Little is known about the pathogenesis of Chilaiditi syndrome, and even less is known about how to treat it. It is generally agreed that no treatment is required when Chilaiditi sign is an isolated finding with no or minimal symptoms. In the presence of more serious clinical presentations, the management of Chilaiditi syndrome should be conservative and based on bed rest, nasogastric and/or rectal decompression and fluid replacement. Dietary recommendations are higher consumption of fibre and increased fluid intake along with antispasmodic agents[5]. Surgical intervention, such as colon resection, hepatopexy, colopexy and subtotal colectomy, is usually only indicated for the treatment of serious complications and is only considered for severe refractory cases.

References
  1. Moaven O, Hodin RA. Chilaiditi syndrome: a rare entity with important differential diagnoses. Gastroenterol Hepatol (N Y) 2012; 8:276–278.

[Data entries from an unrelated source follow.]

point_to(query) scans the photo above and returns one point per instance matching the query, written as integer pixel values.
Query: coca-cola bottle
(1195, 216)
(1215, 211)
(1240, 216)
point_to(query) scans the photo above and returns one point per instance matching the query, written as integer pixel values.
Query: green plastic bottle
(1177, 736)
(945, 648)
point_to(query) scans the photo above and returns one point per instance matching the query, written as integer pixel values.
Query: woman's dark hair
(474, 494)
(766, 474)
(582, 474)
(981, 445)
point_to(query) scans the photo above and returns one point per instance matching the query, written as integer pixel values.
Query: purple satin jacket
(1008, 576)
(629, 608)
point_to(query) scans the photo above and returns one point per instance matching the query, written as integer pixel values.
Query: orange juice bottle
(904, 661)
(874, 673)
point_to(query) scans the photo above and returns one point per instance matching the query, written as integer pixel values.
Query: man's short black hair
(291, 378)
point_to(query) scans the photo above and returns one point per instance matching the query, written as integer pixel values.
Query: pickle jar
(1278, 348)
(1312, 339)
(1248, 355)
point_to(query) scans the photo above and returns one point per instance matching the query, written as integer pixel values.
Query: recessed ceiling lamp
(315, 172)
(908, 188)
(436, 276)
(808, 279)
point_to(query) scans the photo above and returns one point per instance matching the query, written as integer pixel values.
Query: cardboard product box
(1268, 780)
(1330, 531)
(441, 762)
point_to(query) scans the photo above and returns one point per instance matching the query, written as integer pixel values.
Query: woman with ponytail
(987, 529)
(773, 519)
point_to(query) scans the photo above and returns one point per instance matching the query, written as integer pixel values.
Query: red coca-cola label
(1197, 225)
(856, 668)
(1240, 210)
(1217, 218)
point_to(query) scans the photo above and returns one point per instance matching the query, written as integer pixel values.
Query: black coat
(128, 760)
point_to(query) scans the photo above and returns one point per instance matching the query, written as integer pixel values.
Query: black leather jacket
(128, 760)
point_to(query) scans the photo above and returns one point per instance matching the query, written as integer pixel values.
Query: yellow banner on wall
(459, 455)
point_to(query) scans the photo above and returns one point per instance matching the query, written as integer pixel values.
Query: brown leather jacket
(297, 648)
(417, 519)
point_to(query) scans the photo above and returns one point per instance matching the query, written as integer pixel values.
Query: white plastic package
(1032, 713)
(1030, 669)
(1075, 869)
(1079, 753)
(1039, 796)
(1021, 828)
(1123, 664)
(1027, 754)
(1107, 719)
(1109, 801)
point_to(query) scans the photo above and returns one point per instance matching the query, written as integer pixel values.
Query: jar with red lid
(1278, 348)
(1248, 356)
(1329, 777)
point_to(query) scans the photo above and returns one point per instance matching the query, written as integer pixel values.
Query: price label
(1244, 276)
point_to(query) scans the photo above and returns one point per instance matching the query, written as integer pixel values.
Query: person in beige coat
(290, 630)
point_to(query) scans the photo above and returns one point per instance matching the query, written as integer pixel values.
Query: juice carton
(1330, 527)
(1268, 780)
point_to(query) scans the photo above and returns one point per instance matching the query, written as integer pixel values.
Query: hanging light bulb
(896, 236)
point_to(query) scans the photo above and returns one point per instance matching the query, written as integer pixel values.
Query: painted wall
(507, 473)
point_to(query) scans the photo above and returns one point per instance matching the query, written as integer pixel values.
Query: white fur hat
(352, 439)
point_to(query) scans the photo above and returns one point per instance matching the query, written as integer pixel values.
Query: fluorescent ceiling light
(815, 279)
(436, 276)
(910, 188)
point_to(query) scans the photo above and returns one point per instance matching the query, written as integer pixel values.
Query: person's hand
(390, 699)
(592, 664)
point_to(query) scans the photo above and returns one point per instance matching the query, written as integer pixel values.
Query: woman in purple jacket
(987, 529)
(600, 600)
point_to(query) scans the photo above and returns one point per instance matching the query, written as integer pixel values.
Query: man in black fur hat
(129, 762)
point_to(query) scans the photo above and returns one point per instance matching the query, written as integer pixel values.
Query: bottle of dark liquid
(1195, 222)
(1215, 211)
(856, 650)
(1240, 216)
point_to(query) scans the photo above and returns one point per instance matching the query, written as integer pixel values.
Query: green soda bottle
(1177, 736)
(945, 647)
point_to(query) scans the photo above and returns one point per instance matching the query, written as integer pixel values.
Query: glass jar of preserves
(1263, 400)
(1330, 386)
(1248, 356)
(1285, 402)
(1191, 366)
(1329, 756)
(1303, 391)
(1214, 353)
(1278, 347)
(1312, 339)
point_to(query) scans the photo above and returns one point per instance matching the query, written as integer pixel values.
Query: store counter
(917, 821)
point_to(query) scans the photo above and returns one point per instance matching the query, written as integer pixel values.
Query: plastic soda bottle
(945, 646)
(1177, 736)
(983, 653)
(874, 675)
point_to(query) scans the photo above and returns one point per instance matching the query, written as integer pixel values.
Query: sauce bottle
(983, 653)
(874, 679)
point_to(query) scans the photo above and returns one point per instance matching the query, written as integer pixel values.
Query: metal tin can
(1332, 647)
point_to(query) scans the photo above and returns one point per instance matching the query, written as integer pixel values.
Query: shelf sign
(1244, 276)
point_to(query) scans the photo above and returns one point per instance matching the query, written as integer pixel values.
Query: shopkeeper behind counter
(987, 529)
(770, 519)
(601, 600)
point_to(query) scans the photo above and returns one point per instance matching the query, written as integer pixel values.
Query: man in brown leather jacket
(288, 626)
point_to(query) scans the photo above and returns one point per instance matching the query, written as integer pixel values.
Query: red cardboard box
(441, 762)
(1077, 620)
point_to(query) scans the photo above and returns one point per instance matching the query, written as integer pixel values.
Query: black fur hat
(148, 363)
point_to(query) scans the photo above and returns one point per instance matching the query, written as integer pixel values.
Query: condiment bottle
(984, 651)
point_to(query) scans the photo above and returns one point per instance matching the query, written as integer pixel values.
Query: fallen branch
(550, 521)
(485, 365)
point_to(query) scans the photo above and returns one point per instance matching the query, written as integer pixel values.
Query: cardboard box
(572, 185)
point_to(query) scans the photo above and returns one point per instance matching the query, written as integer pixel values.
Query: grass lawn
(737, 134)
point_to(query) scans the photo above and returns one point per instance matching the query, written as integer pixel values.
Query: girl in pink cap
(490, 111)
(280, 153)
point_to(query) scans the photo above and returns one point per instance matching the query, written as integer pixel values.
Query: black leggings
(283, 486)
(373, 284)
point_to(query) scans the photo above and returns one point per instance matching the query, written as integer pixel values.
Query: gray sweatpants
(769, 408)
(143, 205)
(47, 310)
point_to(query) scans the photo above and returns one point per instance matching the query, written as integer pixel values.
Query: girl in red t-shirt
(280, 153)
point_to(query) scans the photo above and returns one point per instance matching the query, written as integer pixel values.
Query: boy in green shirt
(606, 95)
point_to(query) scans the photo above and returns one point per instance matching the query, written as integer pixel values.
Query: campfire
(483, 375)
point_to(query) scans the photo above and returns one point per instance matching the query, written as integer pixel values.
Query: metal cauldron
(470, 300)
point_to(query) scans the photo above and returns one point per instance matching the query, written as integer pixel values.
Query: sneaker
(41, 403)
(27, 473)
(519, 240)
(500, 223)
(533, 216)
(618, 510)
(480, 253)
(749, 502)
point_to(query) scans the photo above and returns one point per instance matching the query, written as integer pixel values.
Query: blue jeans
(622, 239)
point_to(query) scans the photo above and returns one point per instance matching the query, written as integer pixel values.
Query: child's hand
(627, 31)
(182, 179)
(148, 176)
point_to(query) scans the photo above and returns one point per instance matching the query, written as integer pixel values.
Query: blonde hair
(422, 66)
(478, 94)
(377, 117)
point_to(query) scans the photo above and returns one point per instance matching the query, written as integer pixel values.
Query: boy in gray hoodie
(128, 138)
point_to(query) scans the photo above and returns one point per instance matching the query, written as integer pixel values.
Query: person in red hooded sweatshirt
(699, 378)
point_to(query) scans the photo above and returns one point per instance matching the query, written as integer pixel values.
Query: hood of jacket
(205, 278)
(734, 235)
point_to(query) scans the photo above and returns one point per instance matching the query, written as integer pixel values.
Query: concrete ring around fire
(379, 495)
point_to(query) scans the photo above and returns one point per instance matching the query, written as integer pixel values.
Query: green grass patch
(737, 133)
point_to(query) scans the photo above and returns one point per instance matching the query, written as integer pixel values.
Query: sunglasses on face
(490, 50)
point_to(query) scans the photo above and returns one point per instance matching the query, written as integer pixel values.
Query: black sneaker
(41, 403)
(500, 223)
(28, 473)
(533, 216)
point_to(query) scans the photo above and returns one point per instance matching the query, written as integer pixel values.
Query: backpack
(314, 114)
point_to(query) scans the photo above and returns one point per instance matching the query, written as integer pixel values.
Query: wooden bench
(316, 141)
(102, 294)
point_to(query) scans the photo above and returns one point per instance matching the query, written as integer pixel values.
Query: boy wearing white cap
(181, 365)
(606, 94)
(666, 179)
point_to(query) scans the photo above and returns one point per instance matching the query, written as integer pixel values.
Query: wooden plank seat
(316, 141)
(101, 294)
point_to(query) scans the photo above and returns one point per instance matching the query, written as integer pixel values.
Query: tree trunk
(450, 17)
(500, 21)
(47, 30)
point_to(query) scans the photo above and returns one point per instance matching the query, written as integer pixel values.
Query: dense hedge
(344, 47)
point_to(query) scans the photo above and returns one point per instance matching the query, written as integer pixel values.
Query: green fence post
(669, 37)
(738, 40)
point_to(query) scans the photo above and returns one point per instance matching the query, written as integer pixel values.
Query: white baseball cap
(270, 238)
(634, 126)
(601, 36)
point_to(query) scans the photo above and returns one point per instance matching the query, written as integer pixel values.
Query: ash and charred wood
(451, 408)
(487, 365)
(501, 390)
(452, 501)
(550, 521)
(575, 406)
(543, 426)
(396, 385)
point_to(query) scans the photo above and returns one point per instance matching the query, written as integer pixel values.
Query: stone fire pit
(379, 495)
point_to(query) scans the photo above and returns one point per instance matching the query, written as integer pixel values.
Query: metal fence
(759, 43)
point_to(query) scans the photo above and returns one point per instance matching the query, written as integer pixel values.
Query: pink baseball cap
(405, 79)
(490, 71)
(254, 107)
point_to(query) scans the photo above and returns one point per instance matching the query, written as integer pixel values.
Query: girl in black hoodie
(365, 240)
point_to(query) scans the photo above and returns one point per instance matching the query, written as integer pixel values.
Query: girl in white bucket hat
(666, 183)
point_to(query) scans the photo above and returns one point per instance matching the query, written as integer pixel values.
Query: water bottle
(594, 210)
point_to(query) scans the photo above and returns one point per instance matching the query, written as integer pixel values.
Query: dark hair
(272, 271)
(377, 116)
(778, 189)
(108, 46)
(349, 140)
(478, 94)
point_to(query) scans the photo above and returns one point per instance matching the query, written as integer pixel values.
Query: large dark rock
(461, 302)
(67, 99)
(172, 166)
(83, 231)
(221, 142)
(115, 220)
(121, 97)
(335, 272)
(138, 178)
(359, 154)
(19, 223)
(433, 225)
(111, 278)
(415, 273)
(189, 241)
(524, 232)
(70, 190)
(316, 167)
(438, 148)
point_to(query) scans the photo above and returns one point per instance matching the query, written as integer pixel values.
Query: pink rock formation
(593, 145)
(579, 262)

  2. Bredolo F, Esposito A, Casiraghi E, Cornalba G, Biondetti P. Intestinal interposition: the prevalence and clinical relevance of non-hepatodiaphragmatic conditions (non-Chilaiditi forms) documented by CT and review of the literature. Radiol Med 2011;116:607–619.
  3. Vessal K, Borhanmanesh F. Hepatodiaphragmatic interposition of the intestine (Chilaiditi's syndrome). Clin Radiol 1976;27:113–116.
  4. Yin AX, Park GH, Garnett GM, Balfour JF. Chilaiditi syndrome precipitated by colonoscopy: a case report and review of the literature. Hawaii J Med Public Health 2012;71:158–162.
  5. Özer C, Zenger S. Chilaiditi syndrome in patient with urological problems: incidental diagnosis on computed tomography. Can Urol Assoc J 2012; 6:E75–76.